On the Record? New Podcast Highlights Ease of Documenting One’s Care Planning Wishes

by Samantha Morton – CEO, MLPB

August 3, 2021

Last month I had the pleasure of joining a conversation about care planning and how relatively easy it is to take charge of one’s care-related decisionmaking. Here’s the podcast, which was moderated by Caroline Gangji of Age-Friendly Rhode Island and featured Ellen DiPaola, President and CEO of Honoring Choices Massachusetts (HCM). (MLPB is a member of HCM’s New England Healthy Living Collective and our Law & Policy Director Jeannine Casselman helped to develop HCM’s Rhode Island Care Planning Toolkit. This tool was released in April 2021 and features templates in English and Spanish.)

Individual care plans are a way to document your goals and wishes so that they can be honored by family members and the health care system. HCM describes care planning as:

“an active process to get good care that honors . . . goals, values and choices over your lifetime. [It] is both: Everyday care planning with [care team members] . . . about your care goals and treatment options to stay healthy and live well; and . . . Advance care planning to write down your instructions and care preferences . . . in case you are not able to make decisions yourself, even for a short while.”

Unlike many other areas of legal planning and problem-solving, advance care planning is relatively simple to accomplish on one’s own, without a lawyer. In Rhode Island, any person 18 or older can fill out a legal document called a “durable power of attorney for healthcare.” Memorializing whom you’d like to speak for you – if you are temporarily unable to speak for yourself – is a powerful legal tool to have in place to protect your autonomy.

Highlights from the podcast:

  • Advance care planning forms – like the ones referenced in the RI Care Planning Toolkit – are simpler and easier to fill out that many other legal forms.
  • In most instances, a person can complete this kind of form without needing help from an attorney. (That’s a big deal from an access to justice perspective!)
  • Getting your health care proxy (or similar form) into the hands of your physician is ideal – and getting it into your medical record is even better.
  • Thinking about, let alone talking about, a future – scary – change in health status can be uncomfortable for many people. But in our COVID-19 pandemic landscape, there is greater awareness that one’s health can take a rapid turn and that planning ahead might be stress-reducing.
  • Planning for future healthcare-related contingencies doesn’t occur in a vacuum. People live, and plan, in broader social, economic and environmental contexts. Care team members committed to Whole Person Care are welcome to check out MLPB’s Digital Digest, which spotlights key Know People’s Rights! and Know Your Role! information in RI, MA and at the federal level.
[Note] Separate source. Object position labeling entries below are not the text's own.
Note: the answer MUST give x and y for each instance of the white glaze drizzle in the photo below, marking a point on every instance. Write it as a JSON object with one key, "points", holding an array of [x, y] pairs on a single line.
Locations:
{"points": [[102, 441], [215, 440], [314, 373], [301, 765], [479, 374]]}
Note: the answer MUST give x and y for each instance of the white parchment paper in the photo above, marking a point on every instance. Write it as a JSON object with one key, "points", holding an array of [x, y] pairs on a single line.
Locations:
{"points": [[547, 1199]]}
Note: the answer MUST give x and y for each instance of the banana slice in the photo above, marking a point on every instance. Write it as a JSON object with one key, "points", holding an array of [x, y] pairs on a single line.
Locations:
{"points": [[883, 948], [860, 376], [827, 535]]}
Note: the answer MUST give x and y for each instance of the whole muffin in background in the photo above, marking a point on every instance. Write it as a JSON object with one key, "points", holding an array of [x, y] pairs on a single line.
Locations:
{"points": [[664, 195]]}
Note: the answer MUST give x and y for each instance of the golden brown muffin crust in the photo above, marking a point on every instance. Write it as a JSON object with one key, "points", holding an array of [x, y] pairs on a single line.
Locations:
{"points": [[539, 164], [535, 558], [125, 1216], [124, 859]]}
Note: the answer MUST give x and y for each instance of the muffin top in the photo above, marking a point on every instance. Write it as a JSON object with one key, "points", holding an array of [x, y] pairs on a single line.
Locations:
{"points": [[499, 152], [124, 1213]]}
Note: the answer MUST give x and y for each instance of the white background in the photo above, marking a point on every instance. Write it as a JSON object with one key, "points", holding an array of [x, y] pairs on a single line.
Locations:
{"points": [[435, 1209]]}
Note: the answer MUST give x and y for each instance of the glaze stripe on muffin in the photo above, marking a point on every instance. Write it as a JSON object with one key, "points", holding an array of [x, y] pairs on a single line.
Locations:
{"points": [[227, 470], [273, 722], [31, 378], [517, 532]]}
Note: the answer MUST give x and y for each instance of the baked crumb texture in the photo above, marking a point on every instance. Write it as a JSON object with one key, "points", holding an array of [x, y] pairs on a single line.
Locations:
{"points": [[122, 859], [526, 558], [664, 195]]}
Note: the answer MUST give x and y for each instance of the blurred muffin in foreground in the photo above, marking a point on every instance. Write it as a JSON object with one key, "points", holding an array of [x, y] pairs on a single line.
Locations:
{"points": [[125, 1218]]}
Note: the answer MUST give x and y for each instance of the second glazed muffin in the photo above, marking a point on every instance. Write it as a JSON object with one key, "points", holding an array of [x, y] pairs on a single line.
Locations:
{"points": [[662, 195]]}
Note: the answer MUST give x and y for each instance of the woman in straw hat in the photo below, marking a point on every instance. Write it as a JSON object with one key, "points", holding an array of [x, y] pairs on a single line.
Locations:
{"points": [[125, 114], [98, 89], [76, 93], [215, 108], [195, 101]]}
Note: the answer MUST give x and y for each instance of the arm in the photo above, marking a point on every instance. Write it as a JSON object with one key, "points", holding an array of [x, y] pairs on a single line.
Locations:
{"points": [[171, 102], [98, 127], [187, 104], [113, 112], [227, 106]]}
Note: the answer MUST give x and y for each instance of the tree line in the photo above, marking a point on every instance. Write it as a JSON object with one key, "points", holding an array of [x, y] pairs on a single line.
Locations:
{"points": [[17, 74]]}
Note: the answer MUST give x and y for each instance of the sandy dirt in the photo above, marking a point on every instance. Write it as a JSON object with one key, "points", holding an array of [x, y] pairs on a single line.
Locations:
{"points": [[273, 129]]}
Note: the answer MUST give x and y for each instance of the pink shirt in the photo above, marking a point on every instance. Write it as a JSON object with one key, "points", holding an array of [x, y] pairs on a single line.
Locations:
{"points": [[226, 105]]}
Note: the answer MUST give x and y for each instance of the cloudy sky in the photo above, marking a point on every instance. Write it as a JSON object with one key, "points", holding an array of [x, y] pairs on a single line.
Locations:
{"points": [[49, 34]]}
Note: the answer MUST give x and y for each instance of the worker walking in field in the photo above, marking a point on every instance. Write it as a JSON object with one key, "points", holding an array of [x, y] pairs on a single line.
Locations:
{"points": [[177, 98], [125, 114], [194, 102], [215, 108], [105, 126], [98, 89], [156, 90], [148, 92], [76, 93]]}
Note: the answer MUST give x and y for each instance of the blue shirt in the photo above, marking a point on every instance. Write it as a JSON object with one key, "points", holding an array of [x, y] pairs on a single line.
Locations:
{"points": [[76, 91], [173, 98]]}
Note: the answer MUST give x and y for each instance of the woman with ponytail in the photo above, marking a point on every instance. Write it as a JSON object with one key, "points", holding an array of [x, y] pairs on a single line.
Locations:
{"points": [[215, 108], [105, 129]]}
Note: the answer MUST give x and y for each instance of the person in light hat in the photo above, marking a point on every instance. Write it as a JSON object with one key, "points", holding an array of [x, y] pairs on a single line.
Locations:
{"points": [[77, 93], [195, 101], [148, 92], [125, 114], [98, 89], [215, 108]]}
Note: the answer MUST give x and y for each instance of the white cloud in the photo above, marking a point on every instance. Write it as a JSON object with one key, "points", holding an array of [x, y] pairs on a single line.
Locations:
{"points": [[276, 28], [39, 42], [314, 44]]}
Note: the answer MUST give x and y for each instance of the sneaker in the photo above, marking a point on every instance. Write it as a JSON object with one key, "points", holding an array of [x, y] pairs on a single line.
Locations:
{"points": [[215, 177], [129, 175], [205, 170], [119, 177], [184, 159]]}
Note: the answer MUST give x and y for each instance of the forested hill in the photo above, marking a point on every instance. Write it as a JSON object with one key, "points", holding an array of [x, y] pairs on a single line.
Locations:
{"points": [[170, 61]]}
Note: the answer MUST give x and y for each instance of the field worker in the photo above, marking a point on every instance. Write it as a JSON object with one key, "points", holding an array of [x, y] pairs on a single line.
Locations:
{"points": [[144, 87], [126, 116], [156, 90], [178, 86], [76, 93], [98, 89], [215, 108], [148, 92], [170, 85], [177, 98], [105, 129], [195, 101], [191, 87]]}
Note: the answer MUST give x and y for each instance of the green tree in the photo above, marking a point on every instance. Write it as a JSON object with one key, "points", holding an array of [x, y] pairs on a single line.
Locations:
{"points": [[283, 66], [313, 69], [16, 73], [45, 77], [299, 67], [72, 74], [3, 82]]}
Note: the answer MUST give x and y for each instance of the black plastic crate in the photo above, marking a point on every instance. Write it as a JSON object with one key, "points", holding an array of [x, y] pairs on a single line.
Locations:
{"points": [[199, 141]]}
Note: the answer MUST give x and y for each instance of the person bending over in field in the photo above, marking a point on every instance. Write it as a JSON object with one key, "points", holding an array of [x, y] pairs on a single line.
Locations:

Notably, this podcast was recorded less than a week before Annie Lowrey’s new article, The Time Tax: Why is so much American bureaucracy left to average citizens?, was published in The Atlantic on July 27.The piece frames the “time tax” as “a levy of paperwork, aggravation, and mental effort imposed on citizens in exchange for benefits that putatively exist to help them. . . . [it mediates] every American’s relationship with the government and wasting countless precious hours of people’s time.” Lowrey goes on to detail how the time tax is regressive, impacting lower-wealth people much more than higher-wealth people:  

“Programs for the wealthy tend to be easy, automatic, and guaranteed. You do not need to prostrate yourself before a caseworker to get the benefits of a 529 college-savings plan. You do not need to urinate in a cup to get a tax write-off for your home, boat, or plane. You do not need to find a former partner to get a child-support determination as a prerequisite for profiting from a 401(k). The difference is so significant that . . . many high-income people, unlike poor folks, never even realize they are benefiting from government programs.”

Wonder if the health-promoting government programs spotlighted in Lowrey’s article might take lessons from advanced care planning tool design?